Une liste de courses déjà adressée à Olivia Grégoire
Equité fiscale, équité territoriale, transformation des friches commerciales et des grands ensembles désertifiés, enjeux de décarbonation, simplification pour la mise en place de panneaux photovoltaïques, renaturation... Sans attendre le 1er décembre, les acteurs économiques et politiques ont déjà adressé cette liste de courses à la mère Noël du gouvernement Borne.
En réalité, la filière fait déjà l'objet de différentes politiques publiques depuis le premier quinquennat Macron entre dispositions pérennes inscrites dans la loi et programmes de revitalisation ciblés sur certaines collectivités territoriales: « Action Cœur de ville » pour les villes moyennes, « Petites villes de demain » pour les petites villes ou encore l'« Agenda rural » pour les villages de moins de 3.500 habitants. Deux maires ont, encore, plaidé mi-octobre pour la création d'une aide au maintien du dernier commerce.
36 millions d'euros dans le budget 2023
Une demande déjà entendue par la ministre des PME, du Commerce, de l'Artisanat et du Tourisme qui a fait savoir, le 30 octobre dans le JDD, que 36 millions d'euros avaient été budgétés dans la loi de finances 2023 en ce sens. 12 millions seront fléchés vers les commerces ruraux et viendront en plus des programmes de revitalisation ciblés sur les collectivités territoriales, assure aujourd'hui Olivia Grégoire.
« Avec le retour en force du commerce ambulant, apparaît la nécessité d'investir dans des trucks pour aller de village en village », justifie-t-elle.

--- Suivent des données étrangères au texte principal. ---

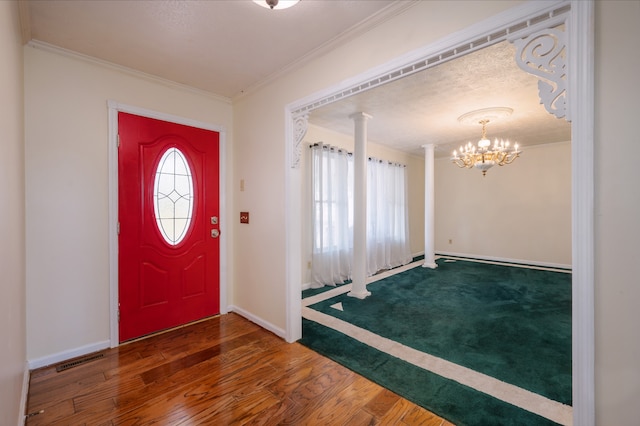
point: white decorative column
(359, 265)
(429, 209)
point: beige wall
(519, 212)
(66, 160)
(12, 256)
(617, 213)
(415, 187)
(67, 189)
(617, 203)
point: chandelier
(275, 4)
(483, 156)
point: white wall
(67, 189)
(617, 213)
(12, 256)
(519, 212)
(415, 187)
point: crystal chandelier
(483, 156)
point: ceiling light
(482, 156)
(275, 4)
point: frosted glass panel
(173, 196)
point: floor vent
(79, 361)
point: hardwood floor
(222, 371)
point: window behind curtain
(332, 215)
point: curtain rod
(335, 148)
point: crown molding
(364, 26)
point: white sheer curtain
(332, 215)
(387, 216)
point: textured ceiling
(227, 47)
(222, 46)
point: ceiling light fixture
(275, 4)
(483, 156)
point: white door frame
(114, 108)
(580, 89)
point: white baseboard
(504, 259)
(262, 323)
(24, 394)
(66, 355)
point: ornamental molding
(543, 54)
(300, 126)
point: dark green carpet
(459, 404)
(510, 323)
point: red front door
(168, 209)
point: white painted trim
(24, 394)
(581, 84)
(261, 322)
(115, 107)
(523, 262)
(293, 258)
(413, 61)
(41, 45)
(69, 354)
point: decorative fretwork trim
(300, 125)
(545, 20)
(543, 54)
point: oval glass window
(173, 196)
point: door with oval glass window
(168, 209)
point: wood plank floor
(222, 371)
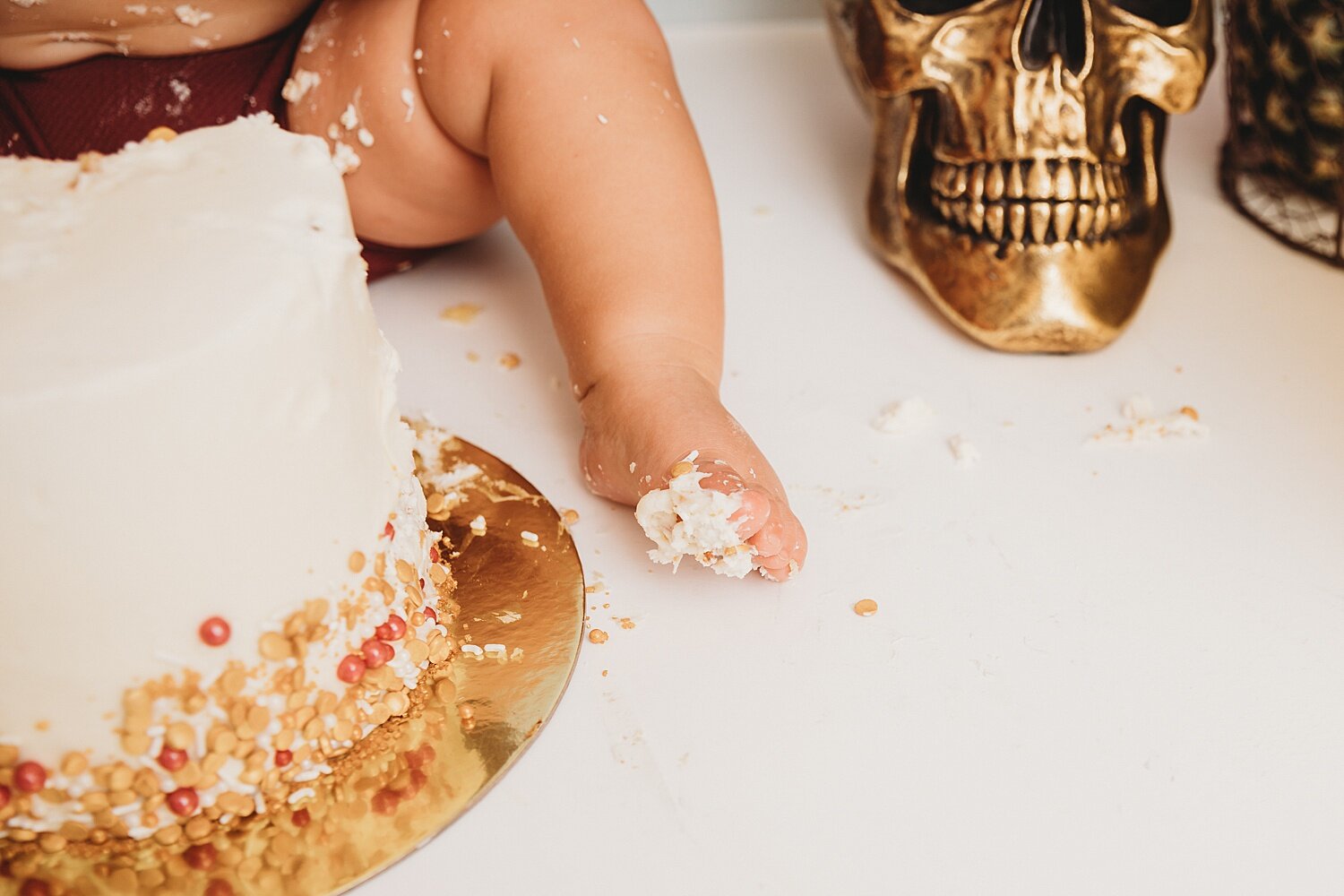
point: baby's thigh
(357, 82)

Les 24 millions d'euros restants seront, eux, affectés à 10 voire 30 démonstrateurs qui intègrent le commerce dans un lieu de vie « densifié et mêlé à des logements, des services et des bureaux ». Autrement dit, dans les entrées de ville et/ou dans les zones commerciales où parkings gigantesques côtoient hypermarchés, magasins d'ameublement, de bricolage, vendeurs de vérandas, franchises de restaurants ou encore jardineries.
Des appels à projet et des appels à manifestation d'intérêt
Dans les deux cas, les acteurs économiques et politiques qui voudront prétendre à ces espèces sonnantes et trébuchantes devront répondre à des appels à projet et à des appels à manifestation d'intérêt. Deux dispositifs dont les élus locaux ne cessent pas de plaindre car n'ayant pas nécessairement l'ingénierie interne pour y répondre.
« Beaucoup d'acteurs de l'économie sociale et solidaire peuvent être parties prenantes », rétorque la ministre des PME, du Commerce, de l'Artisanat et du Tourisme qui a été... secrétaire d'Etat à l'Economie sociale et solidaire de juillet 2020 à mai 2022.